CORRELAÇÕES NECESSÁRIAS

Alan Costa discorda da decisão e chama a atenção para as correlações existentes entre marcadores Raça, Sexualidades, Política e Classe.

Para o idealizador do Coletivo AfroBapho e colunista do Portal Correio Nagô, o debate exige um olhar interseccional. “Eu não consigo dissociar a discussão sobre dissidências de sexualidade e gênero da estrutura racista. Eu sou bicha preta afeminada. A sociedade passou séculos não reconhecendo a humanidade dos pretos, criando teorias ditas científicas para provar uma suposta inferioridade… Tudo isso reverbera até hoje, tanto em violência física, quanto em violência simbólica. Transgêneros e travestis ainda lutam para terem suas identidades respeitadas e não serem tratadas como patologia. Assim como a bissexualidade permanece até hoje no CID como um transtorno.

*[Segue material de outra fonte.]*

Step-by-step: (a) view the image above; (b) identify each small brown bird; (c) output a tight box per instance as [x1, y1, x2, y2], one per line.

Para Alan, a decisão de Carvalho “é um grande absurdo e um retrocesso, que infelizmente ilustra bem a situação dos três poderes da sociedade brasileira. Mas também, é um reflexo do quanto é frágil uma militância que não pensa de maneira interseccional. Desde que a homossexualidade havia sido retirada da lista de doenças, foi estabelecido um status de imobilidade, como se todas as identidades sexuais e de gênero tivessem saído dessa situação.  Dessa forma, é importante pensar numa estratégia combativa coletiva, que favoreça não só a população gay brasileira, mas também todas as outras siglas do LGBT, principalmente aquelas afetadas pelo racismo estrutural”, finaliza.